Born in Medford, Mass., he attended the New England Conservatory of Music and the Stone School of Percussion in Boston, and the Navy School of Music in Washington.

He joined the Navy in 1942, and during World War II was stationed aboard the battleship Idaho. He took part in combat operations in the Pacific at Attu, Kiska, Makin, Saipan, Guam, Palau, Iwo Jima and Okinawa.
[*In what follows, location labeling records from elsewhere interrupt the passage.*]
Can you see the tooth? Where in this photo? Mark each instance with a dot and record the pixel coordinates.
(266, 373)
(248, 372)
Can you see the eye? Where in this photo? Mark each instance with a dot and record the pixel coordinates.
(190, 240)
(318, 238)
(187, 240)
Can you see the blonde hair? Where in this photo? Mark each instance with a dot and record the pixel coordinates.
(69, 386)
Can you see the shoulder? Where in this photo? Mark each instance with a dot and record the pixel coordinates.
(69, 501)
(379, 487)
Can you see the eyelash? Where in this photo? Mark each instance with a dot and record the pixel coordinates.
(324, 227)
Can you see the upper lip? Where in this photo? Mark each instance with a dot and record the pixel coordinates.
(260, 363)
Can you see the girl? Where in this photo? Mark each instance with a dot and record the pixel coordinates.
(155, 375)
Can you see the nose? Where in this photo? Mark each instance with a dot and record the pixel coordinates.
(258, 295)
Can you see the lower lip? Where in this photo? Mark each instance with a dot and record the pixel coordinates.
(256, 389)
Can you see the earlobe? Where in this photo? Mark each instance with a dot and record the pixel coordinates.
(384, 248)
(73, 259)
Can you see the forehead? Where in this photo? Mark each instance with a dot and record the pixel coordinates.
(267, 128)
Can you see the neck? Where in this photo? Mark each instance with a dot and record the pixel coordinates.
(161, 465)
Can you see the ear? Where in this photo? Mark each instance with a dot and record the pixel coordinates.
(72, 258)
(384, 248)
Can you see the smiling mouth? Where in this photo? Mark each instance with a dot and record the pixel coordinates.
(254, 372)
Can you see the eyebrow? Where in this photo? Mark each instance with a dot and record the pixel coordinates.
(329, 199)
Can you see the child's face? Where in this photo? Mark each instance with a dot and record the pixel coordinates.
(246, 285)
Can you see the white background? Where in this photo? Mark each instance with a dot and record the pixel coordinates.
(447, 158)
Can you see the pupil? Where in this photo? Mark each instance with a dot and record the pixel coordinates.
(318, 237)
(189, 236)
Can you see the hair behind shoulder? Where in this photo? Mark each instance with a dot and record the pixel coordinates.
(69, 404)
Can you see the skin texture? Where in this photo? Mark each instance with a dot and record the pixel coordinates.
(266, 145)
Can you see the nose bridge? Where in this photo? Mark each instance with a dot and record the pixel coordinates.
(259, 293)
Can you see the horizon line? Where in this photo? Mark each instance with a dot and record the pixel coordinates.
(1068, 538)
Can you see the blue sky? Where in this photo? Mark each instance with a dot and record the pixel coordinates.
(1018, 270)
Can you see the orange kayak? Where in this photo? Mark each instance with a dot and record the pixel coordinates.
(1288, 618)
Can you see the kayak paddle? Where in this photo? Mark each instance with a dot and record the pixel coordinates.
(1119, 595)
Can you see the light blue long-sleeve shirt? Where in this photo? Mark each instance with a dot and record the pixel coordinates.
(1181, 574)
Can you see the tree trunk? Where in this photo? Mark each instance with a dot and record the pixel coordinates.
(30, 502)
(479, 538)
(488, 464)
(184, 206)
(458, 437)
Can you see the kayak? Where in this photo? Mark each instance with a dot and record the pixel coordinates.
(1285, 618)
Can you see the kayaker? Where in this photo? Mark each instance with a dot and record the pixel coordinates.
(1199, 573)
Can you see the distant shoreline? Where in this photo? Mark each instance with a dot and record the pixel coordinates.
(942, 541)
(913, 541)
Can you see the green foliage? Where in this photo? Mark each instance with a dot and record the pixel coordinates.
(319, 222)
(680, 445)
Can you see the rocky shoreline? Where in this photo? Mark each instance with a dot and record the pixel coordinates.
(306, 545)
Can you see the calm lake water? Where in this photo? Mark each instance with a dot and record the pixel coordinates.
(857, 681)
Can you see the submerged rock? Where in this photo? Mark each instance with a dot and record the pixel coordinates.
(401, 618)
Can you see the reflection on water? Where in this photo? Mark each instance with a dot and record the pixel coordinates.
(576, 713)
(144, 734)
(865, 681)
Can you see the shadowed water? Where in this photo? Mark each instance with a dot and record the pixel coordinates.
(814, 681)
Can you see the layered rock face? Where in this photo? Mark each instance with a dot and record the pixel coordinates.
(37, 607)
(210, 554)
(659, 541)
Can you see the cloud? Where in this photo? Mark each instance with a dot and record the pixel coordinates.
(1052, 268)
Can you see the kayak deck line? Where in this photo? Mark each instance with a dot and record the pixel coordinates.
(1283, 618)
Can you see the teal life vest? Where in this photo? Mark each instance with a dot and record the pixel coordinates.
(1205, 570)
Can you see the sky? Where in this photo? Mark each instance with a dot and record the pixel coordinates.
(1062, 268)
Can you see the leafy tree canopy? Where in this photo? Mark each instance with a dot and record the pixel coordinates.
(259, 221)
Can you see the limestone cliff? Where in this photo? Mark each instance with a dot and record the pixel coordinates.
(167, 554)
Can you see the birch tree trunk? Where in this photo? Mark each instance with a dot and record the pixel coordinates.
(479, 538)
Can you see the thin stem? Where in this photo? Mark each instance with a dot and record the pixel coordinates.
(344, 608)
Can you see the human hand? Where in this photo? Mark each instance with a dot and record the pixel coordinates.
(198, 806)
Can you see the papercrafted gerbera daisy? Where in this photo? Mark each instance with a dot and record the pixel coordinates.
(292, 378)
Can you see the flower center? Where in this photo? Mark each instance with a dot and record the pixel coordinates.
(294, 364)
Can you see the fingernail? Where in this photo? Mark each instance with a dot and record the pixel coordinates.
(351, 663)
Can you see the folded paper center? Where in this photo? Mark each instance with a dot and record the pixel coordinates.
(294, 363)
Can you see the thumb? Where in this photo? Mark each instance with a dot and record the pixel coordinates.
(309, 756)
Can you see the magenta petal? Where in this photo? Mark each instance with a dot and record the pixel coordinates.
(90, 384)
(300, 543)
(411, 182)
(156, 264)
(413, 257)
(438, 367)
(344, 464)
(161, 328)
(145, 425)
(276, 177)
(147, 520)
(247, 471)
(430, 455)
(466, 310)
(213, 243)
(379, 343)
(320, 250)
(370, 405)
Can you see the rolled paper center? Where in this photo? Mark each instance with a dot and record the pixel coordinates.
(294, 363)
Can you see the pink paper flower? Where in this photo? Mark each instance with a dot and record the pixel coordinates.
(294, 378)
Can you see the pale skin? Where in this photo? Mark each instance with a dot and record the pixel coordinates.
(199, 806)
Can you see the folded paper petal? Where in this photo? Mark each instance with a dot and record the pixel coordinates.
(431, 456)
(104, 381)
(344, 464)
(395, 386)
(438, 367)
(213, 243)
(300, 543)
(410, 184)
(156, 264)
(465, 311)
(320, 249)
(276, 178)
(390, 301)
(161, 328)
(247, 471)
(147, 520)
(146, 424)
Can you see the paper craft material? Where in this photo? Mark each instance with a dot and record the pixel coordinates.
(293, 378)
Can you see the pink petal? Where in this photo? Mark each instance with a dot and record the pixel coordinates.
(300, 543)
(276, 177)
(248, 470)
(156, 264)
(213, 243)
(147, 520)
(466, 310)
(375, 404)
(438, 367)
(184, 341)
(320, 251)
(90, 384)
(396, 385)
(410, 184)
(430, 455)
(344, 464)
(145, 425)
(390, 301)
He was awarded a Silver Star and four Bronze Stars for his service.

Services were held yesterday at the Maryland Veterans Cemetery in Crownsville.

He is survived by his wife of 54 years, the former Carol Cefalo; a son, Joseph MacDonald of Arnold; three daughters, Jorie Blanchfield of Mooresville, N.C., Carol Lynn MacDonald of Annapolis and Elizabeth MacDonald of Arnold; a brother, Joseph MacDonald of Melrose, Mass.; and two grandchildren.


Justin Wilson, 87, Cajun cook who had public TV show ASSOCIATED PRESS

NEW ORLEANS - Justin Wilson, 87, the Cajun humorist and chef whose gumbo-thick accent and zesty recipes delighted viewers of Cookin' Cajun and his other public television shows, died Wednesday in Baton Rouge.

Mr. Wilson became known for the expression: "I ga-ron-tee!" (guarantee) from the Cajun J'vous garantis.

He pronounced his name JOOS-tain and had white hair, a floppy bow tie and bright red suspenders. He wore a belt, too, saying it was because he was a safety engineer.

"I am a gourmet, but I am more of a gourmand," he once said. "A gourmet is somebody that's an epicurean. But a gourmand is somebody that's a P-I-G hog, and that's what I am."

He released five cookbooks, 27 albums of short stories and an album of Christmas songs, and was host of several cooking programs, including Louisiana Cookin' and Easy Cooking.

Mr. Wilson worked without a script, taping in front of audiences and refusing to let mistakes be edited out or canned laughter edited in, said Carl Fry, who produced all of his Louisiana Public Broadcasting shows.

"He would say, `I'll tell a joke. If they like it, they like it," Mr. Fry recalled.

He called himself a "half-bleed" Cajun. His father was Louisiana's commissioner of agriculture for 32 years, and his mother - who taught him to cook - was Louisiana French.

"She was a great improviser," Mr. Wilson said. "She'd cook a dish and we'd go `Mama, w'at's this here, hanh?' And she'd say, `Children, that's a mus-go. It mus' go down yo' t'roat.'"

Doris Calloway, 78, an internationally recognized nutritional scientist and one of the first female provosts at the University of California, Berkeley, died in Berkeley on Aug. 31 of Parkinson's disease.

James Lopez Watson, 79, a senior judge for the U.S. International Trade Court, died in New York on Saturday of cancer. Mr. Watson, appointed to the court in 1966, was one of the most senior black members of the federal court system. Like other judges on the International Trade Court, he was periodically assigned to federal courts throughout the country and became the first black judge to head a federal court in the Deep South. His assignments included Atlanta, Houston and Dallas.